According to a City of Kelowna councillor, the newly implemented e-scooter rideshare programs, including OGO Scooters, Bunny Scooters and Zip, are impeding on the enjoyment of pedestrians in downtown Kelowna.
Coun. Brad Sieben said the scooters, though billed as a method of transportation, have become more recreation-based and are dangerous to pedestrians and users alike.
In an Aug. 26 morning meeting, Sieben raised concerns to his fellow councillors about how the scooters are being used, the safety of pedestrians and the lack of helmet usage.
“It’s not unanimous, I have seen people using it as a mode of transportation,” said Sieben.
“But more of what I’ve seen is (the scooters) being used as a novelty-type rental, especially along the promenade in City Park and Stuart Park. To be honest, I’ve found it to be intrusive to people’s enjoyment of that promenade.”
Sieben said while the fun of the scooters isn’t a bad thing, there are better ways to do it.

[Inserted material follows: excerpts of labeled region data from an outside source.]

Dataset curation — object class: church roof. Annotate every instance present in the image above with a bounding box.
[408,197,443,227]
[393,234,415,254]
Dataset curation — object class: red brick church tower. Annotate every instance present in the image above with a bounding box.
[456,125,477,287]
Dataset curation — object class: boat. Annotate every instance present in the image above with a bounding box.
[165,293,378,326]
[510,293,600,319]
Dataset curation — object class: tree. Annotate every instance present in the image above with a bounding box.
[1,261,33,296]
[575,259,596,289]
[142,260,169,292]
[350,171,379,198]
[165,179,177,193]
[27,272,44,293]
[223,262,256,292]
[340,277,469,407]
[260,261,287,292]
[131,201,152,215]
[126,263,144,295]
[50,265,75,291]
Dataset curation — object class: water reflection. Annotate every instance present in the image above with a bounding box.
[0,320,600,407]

He cited Dropbike, the bike-share program that nixed its deal with the City of Kelowna after less than a year, as a good example of balance between recreation and transportation.

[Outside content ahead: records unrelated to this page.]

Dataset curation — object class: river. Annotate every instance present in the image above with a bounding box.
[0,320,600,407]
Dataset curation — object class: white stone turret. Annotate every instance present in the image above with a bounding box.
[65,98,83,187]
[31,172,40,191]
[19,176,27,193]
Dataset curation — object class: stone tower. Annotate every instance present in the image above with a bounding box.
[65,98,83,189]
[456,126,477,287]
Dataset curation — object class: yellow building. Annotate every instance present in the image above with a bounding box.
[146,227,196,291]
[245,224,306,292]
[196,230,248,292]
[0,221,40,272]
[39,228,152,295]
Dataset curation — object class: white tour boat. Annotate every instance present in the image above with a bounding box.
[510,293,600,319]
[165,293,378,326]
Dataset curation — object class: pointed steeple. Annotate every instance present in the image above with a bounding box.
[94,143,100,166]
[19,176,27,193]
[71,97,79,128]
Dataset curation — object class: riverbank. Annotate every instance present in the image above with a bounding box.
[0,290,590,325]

“(Dropbike) was actually being used to get from point A to point B and for fun and recreation. This is more recreation; less of a viable transportation option that I’m seeing,” he said.
“There’s been an absolute void without bike share this summer and it’s been a shame to not have what was so successful last year. Certainly, the e-scooters, in my opinion, have not replaced or enhanced that. I wish it wasn’t an either this or that situation but if I had my choice I’d take bike share, for sure.”

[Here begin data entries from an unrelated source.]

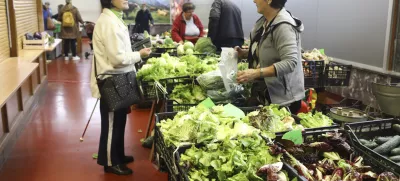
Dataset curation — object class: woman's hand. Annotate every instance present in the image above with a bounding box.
[236,69,260,84]
[139,48,151,58]
[235,46,248,59]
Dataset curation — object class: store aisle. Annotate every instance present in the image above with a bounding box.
[0,40,167,181]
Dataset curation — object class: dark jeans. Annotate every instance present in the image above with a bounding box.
[97,81,128,166]
[63,39,76,57]
[214,38,244,51]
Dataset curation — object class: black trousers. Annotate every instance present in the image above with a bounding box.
[97,96,128,166]
[63,39,76,57]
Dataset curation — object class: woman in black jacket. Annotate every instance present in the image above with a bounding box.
[135,4,154,33]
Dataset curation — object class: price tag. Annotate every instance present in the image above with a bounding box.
[282,130,304,145]
[224,104,246,119]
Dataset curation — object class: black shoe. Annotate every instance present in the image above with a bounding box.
[142,136,154,148]
[104,165,133,175]
[124,156,135,163]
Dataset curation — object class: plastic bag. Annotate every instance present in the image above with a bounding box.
[218,48,238,92]
[196,70,225,90]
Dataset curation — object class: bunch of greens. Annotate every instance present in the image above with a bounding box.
[244,104,303,134]
[180,133,280,181]
[157,105,259,147]
[271,132,398,181]
[297,112,333,128]
[194,37,217,54]
[170,84,206,104]
[137,53,218,81]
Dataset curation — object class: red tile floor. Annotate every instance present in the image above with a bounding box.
[0,40,167,181]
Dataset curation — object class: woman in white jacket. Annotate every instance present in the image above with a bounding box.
[91,0,151,175]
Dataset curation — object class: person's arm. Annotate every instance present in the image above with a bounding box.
[57,11,64,22]
[76,9,85,24]
[273,24,300,77]
[102,25,141,68]
[193,15,204,37]
[208,0,222,42]
[147,11,154,25]
[171,18,183,43]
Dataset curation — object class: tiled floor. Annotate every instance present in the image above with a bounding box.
[0,41,167,181]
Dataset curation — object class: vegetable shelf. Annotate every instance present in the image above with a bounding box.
[345,119,400,175]
[271,130,398,181]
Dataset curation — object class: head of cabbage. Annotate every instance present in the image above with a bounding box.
[194,37,217,53]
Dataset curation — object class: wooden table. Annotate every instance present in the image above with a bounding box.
[0,58,39,107]
[44,39,62,52]
[17,49,43,63]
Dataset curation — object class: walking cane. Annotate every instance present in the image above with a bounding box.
[79,99,99,142]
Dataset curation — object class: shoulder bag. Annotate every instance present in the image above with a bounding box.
[93,56,141,112]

Sieben also lauded bike share programs as a good way to get some exercise, something which he said is lacking in the e-scooter programs.
Sieben said several council members share his sentiment but he is keen to have city staff write a report on how the programs have been used throughout the city for a more in-depth look from council.
OGO Scooters co-owner, Chris Szydlowski said he is open for conversations with the city regarding the scooters.
“We’re always trying to find ways to improve,” he said.
“It is a pretty new transportation option for people, so there’s a certain amount of excitement. There’s room to improve where we can ride and as the laws develop, to make it safer. Long term, I really think people are looking at e-scooters and other electric devices as micro-mobility to reduce the biggest danger in our city, which is cars, trucks and congestion.”
In response to the lack of helmets, Szydlowski said initially they had helmets for every scooter but after a short period of time, they were all missing.
“Another challenge with the helmets is hygiene,” he said, adding that people don’t want to wear helmets full of somebody else’s sweat.
“We’re exploring all avenues, including partnerships, to have helmets available. We also will have helmets available through our waterfront team that is out there helping customers on an ongoing basis.”
Founder of Zip Scooters, Luke Mydlarz, shared a similar sentiment.
“I don’t agree with (Sieben),” he said. “You can look at the world market and see that these scooters are helping lots of things: from reducing cars on roads to reducing emissions and pollution in the atmosphere — especially in congested areas.”
Mydlarz said e-scooters are projected to be a $25 billion industry by 2025 and he doesn’t see it at all as a novelty.
He cited a 2018 case study by the City of Portland, which found 71 per cent of Portlanders most frequently used e-scooters to get to a destination. The report also said six per cent of users reported getting rid of a car because of e-scooters and another 16 per cent considered it.
“Before councillors make these kinds of comments, they should probably do some research or feel free reach out to operators such as myself,” he said.
Bunny Scooters could not be reached for comment.